In order to study practices of creative software engineering, I have decided to do ethnographies on hackathons. I was at several of such events and have just returned from my last expedition into that peculiar realm of self realization, participation, technical playfulness, and, often claimed by the organizers to be most important, fun. However, there are three experiences from those expeditions, which I want to highlight and share.First of all, after a few rounds of non-participating ethnography, which had been almost inconclusive, I am now trying to get into ‘an authentic hackathon experience’. Ethnographically, this turned out to be quite tough. Not only because of my tendency to lose my sociological role over invitations to exciting technological adventures, but also because observation becomes almost
impossible when it is four o’clock in the morning and there are still people working on their projects, especially when I am as well still tinkering. Furthermore, short sleep, rolled up on an arm chair, does not really support staying focused for ethnography. However, at least I was able to literally experience the physical and psychical hackathoner condition. And, secondly, I could try a productive ethnographic approach by taking part in the production of concepts and prototypes.
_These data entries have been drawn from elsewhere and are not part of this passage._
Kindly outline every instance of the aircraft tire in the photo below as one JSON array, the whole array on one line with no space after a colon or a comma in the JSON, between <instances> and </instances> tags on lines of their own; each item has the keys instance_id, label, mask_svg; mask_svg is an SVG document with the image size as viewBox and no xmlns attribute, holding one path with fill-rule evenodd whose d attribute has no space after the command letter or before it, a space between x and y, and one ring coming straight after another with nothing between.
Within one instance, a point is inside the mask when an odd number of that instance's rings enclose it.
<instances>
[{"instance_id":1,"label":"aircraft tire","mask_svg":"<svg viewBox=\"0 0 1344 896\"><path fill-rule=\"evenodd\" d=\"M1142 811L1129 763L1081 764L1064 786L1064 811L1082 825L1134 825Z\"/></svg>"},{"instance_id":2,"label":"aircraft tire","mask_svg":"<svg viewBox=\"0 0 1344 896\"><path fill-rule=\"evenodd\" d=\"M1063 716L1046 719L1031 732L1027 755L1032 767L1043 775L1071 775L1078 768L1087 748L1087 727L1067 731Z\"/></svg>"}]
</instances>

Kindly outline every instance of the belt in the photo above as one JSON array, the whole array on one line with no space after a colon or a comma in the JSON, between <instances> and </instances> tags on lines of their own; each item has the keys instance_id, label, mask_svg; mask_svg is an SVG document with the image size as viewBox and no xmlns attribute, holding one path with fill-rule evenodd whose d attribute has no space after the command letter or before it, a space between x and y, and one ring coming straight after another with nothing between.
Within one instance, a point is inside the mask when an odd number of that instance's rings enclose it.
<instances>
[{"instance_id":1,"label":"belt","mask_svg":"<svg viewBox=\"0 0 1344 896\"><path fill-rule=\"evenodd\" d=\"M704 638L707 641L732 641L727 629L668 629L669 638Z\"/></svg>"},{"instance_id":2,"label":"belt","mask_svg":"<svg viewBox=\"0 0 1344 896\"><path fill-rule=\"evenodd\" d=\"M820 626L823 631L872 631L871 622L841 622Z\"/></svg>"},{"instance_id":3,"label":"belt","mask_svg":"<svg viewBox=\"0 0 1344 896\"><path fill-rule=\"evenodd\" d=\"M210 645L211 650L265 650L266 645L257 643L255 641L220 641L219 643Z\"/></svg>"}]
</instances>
This is not only a nice thing to have and to do, it is really telling to experience those ‘hacking’ problems and successes yourself; I have, by now, experienced myself the productivity of tinkering with basically loose conceptions, or of being forced to reinterpret your whole project after failure. It is also great to take materials like prototypes and emic group reports back home. They are souvenirs of your own involvement with observed practices, reminding you of your own entanglements with your research objects; eventually, those souvenirs have turned out to thrive my own scientific motivation, inspiration, and reflection.
However, my third note rather concerns analytical contents. Hackathons, interpreted from a system theorist’s perspective, appear to be spaces (and times) of specific communication arrangements. As realms with distinct communicative capacities and probabilities for idea acceptation. At hackathons, ‘crazy fancies’ are more likely to be recognized as veritable and valuable resources for project designs, than they do in conservative situations of technology development. In those traditional settings, e.g. designated innovation departments within companies, there are usually higher risks of competition and conformity involved, which are overruled by the hackathonian event character. Nevertheless, by installing highly casual environments, hackathons are not only expanding ranges of inventive communications and considerations; they also seem to suspend other concerns, like moral, critical thresholds. I could not notice that at those hackathons, which particularly addressed moral issues (e.g. on open data and civic participation) and were less introduced as fun but as activism. Yet, some hackathons appear to also grant spaces for peculiar ideas(e.g. economical gratification systems for visually measured happiness). It is not that such ideas would not occur and even be implemented in other situations, too, but their cynic portion just disappeared within the noise of funnification of the hackathon.
P.S.: We did actually win the last hackathon – my contribution to the team was this tentatively tinkered Lego-Raspberry-Pi-Ultrasonic-Sensor-Hybrid pictured at the top.